Cuando
decimos que nos dejamos seducir por el canto de las sirenas, o,
simplemente, que oímos la sirena de una ambulancia o de una fábrica,
estamos evocando, tal vez sin querer, un episodio de la Odisea de
Homero.
Las
sirenas eran unos monstruos encantadores que, según la imaginería de la
cerámica griega de la ilustración de abajo, eran aves canoras que
vivían en una isla y atraían con su canto a los incautos navegantes.
Aquí las vemos revoloteando sobre la nave de Ulises/Odiseo, que atado al
mástil por voluntad propia, puede escuchar su cántico sin sucumbir a su
fascinación, mientras que la tripulación tiene los oídos ensordecidos
por tapones de cera.
Ulises y las sirenas, jarrón de figuras rojas, Atenas, siglo V a. C.
Enseguida se imaginaron las sirenas, sin embargo, como mujeres-pez, dado su carácter de monstruos marinos.

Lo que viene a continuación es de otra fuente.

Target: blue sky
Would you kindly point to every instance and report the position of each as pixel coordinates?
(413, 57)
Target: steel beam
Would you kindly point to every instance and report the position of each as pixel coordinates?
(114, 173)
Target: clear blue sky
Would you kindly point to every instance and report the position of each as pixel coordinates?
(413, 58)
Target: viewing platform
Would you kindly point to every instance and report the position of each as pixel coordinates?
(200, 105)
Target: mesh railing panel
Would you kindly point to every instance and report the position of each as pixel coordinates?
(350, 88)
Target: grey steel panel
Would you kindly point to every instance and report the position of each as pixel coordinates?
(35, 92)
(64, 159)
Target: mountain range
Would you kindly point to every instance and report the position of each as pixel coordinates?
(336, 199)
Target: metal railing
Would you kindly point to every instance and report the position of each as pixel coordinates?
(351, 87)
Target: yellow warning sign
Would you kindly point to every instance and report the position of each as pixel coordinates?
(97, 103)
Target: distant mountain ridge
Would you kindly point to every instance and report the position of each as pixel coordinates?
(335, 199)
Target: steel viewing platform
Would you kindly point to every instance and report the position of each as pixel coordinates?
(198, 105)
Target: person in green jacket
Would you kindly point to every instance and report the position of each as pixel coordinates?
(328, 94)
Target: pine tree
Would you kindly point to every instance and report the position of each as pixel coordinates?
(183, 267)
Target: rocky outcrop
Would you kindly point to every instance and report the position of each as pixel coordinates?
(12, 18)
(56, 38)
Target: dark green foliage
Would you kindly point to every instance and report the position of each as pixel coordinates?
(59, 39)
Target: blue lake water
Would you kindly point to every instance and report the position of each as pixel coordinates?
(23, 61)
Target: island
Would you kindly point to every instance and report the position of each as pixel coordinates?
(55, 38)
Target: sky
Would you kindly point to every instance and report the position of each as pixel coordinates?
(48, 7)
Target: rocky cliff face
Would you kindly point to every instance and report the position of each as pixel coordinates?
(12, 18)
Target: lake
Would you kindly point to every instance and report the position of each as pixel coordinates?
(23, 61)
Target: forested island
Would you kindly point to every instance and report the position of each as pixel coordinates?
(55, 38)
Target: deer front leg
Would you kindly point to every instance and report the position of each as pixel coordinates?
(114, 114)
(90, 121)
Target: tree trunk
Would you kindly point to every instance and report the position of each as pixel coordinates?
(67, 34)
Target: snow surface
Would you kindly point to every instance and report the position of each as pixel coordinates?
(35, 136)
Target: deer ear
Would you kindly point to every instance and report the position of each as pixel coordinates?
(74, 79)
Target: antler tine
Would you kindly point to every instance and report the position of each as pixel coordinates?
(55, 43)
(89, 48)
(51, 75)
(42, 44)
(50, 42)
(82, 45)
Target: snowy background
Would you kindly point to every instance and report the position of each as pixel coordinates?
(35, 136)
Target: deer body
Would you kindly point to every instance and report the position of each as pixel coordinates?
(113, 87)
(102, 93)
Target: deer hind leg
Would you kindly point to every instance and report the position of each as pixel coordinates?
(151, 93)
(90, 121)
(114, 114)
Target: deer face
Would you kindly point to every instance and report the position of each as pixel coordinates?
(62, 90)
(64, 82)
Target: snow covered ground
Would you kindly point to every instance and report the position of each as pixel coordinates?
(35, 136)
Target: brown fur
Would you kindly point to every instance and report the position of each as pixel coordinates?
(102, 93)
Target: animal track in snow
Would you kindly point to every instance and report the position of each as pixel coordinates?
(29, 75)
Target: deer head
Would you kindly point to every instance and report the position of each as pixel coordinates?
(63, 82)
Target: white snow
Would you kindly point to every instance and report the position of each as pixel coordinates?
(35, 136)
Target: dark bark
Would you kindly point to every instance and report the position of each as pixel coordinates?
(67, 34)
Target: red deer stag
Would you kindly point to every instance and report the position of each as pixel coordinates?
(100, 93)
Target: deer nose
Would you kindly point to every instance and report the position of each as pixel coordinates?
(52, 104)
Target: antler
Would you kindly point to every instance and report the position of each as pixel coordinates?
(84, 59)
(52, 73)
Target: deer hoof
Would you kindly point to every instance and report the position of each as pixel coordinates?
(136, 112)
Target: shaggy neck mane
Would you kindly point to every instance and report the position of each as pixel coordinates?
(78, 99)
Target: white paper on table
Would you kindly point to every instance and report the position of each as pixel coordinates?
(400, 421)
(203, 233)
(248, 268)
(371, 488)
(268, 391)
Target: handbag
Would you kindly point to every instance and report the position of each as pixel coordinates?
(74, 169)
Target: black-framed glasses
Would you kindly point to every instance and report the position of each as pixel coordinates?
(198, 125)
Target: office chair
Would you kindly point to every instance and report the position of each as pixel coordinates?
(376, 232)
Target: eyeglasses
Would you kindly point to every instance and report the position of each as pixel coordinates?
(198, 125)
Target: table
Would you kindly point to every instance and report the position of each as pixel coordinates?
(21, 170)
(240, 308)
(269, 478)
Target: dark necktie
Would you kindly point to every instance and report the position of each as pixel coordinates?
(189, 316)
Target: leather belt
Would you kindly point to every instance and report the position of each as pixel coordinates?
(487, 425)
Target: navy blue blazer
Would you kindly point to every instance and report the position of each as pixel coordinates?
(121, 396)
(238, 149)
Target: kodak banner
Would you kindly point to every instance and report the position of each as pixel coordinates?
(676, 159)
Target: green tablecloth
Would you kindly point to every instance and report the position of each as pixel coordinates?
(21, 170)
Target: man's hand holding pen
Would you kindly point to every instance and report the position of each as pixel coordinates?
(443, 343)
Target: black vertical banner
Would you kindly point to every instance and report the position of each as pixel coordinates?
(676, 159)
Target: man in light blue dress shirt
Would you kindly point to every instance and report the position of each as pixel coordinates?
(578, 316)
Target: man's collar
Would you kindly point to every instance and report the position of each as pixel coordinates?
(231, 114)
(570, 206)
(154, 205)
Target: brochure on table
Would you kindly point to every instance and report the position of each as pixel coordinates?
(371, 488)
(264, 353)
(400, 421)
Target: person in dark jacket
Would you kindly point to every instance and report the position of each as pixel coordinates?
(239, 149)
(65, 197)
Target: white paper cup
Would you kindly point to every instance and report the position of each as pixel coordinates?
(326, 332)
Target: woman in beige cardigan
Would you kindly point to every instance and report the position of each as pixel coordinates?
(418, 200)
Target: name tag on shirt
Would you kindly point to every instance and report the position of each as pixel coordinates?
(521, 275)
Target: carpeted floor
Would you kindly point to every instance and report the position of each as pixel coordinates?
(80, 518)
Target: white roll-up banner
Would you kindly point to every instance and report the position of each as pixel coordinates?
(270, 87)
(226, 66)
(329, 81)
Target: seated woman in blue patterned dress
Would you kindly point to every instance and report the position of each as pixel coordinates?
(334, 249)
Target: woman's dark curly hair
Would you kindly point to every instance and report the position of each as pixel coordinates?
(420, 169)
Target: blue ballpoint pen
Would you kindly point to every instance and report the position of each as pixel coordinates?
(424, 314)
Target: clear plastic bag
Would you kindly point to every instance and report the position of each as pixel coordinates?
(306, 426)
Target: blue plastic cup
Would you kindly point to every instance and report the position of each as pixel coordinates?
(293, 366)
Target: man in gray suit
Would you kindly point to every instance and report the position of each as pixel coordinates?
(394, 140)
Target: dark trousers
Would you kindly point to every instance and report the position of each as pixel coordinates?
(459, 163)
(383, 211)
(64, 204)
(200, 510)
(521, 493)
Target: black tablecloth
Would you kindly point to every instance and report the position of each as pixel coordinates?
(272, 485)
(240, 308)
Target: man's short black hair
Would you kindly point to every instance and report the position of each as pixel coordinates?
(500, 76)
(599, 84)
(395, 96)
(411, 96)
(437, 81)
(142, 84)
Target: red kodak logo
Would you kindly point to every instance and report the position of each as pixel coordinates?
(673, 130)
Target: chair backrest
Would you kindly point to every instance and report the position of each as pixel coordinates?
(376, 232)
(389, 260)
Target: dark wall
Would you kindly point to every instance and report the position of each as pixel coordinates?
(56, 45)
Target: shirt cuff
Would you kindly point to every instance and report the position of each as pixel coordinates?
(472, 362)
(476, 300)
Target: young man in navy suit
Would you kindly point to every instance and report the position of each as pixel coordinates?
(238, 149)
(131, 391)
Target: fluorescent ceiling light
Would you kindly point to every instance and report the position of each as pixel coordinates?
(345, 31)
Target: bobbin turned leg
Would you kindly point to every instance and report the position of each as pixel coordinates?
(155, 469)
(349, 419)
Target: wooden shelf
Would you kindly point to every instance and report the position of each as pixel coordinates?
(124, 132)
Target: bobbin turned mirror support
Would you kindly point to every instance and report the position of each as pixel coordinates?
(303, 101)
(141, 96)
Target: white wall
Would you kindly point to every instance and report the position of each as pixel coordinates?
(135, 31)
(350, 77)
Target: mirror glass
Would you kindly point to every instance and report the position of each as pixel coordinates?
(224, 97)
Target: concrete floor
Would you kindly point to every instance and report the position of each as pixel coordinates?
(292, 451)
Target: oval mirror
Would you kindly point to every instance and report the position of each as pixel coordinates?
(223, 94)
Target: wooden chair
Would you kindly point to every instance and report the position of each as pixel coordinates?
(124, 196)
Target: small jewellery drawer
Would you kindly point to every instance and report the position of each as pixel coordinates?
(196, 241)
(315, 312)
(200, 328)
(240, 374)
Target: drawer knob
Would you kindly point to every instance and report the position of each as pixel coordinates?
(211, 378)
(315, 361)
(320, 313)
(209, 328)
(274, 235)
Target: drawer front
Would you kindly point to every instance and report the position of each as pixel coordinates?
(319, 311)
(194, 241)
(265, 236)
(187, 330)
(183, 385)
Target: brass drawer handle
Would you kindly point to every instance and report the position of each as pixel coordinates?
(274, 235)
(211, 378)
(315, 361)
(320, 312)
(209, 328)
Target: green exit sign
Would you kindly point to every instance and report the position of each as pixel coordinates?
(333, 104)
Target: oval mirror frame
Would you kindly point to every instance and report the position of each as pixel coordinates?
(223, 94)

De hecho, la primera imagen que nos viene a la mente cuando pensamos en una sirena, es la Sirenita de Copenhague o la Ariel edulcorada y un tanto empalagosa de Walt Disney. Ello se debe al cuento infantil que escribiera el danés Hans Christian Andersen en 1836, que adaptó Walt Disney, el mayor corruptor de la infancia del siglo XX, según el dictamen de Rafael Sánchez Ferlosio, desvirtuándolo totalmente.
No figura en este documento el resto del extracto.